(09-25-2016, 11:00 AM)Einzige Wrote: Part of the problem with this mode of analysis is that the pre-New Deal period is pretty muddled.
Theodore Roosevelt does look like a Prophet, and Taft looks like a Bureaucrat. On the other hand, Woodrow Wilson seems in a lot of ways to have been closer ideologically to Roosevelt than either Harding or Coolidge - who we are supposing were the Disaster to Teddy's Prophet - were. And while Herbert Hoover was a Roosevelt-supporting Progressive in the nineteen tens and his governance vaguely reflected that, supposing that Hoover alone was the Disaster leaves us without a place for Harding/Coolidge in the equation.
Moreover, the New Deal was in a lot of ways a continuation of Theodore Roosevelt's political system. We don't have the benefit of the new Prophet rejecting the legacy of the preceding one here, as we do with Reagan rejecting FDR.
Further, I have a bit of a problem with Marc Lamb's analysis of 9/11. If it were a direct analogue to the wave of anarchist terrorism in 1919/1920, we should have expected there to be some sort of equivalent to World War I under Clinton in the 1990s. But of course there was nothing of the sort.
Was Wilson really ideologically close to Teddy Roosevelt? They were from opposing parties. Roosevelt invited Booker Washington to the White House, Wilson segregated the Federal government. Roosevelt was no friend of labor, Wilson began a trend in which labor made gains during Democratic administrations that were halted or partially rolled back during intervening Republican administrations that lasted sixty years. T. Roosevelt favored breaking up business monopolies to allow the free market to work; Wilson nationalized the railroads.
I see little continuity between TR's and FDR's polices aside from their use of the word "Deal" in how they named their programs. I would say FDR rejected Teddy's libertarian approach to economics in favor of a more statist approach.

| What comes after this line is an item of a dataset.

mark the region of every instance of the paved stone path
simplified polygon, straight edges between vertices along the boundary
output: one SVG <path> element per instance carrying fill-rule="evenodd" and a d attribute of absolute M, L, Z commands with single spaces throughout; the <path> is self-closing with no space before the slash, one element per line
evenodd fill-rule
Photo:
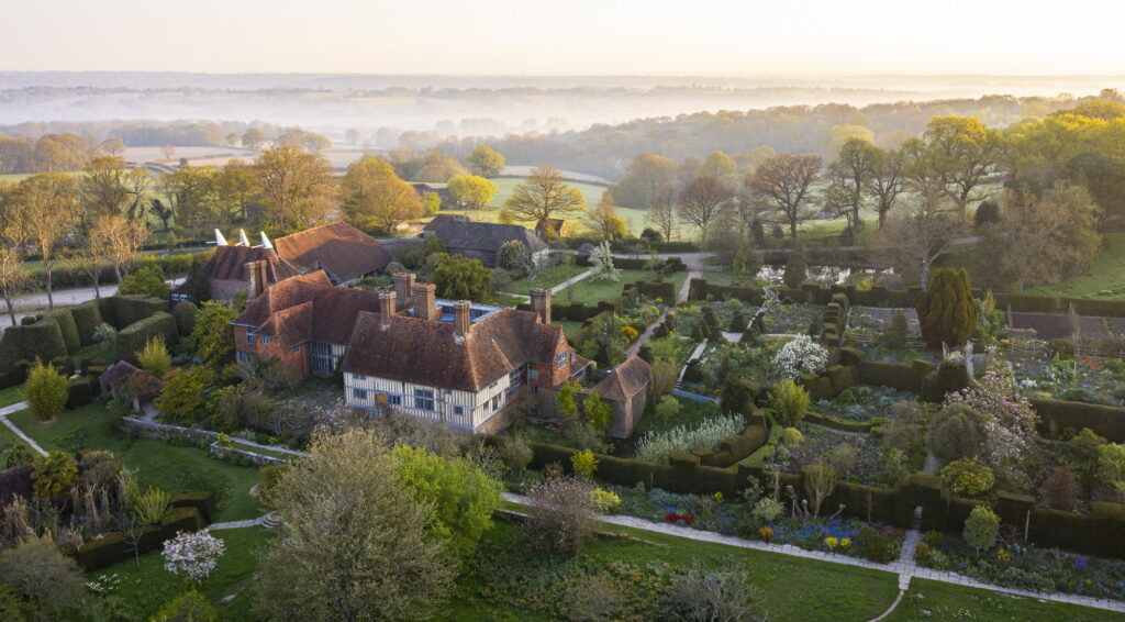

Harding and Coolidge belong with Hoover in the disaster. You must consider exactly what was the nature of the disaster? It was the response the 1929-1932 crisis. This crisis was economic. Which political actor was most responsible for economic policy making? Treasury Secretary Andrew Mellon who was appointed by Harding in 1921 and served until early 1932. Mellon's policy in 1929-1932 reflected his free market beliefs, that had led him to successfully manage the post-war economy giving rise to the stellar economy of the Twenties. Mellon recommended policy following the 1929 crash that was based on his successful management of the Depression over 1920-21 that in its initial stages was more severe than after 1929. The seeds of the policy failure over 1929-32 were sown in 1921.
I think Marc was simply saying 911 was like the anarchist terror in that both occurred at a similar point in the generational constellation. Remember, he was posting only 4 years after T4T was published. People still discussed S&H's generational cycle seriously then.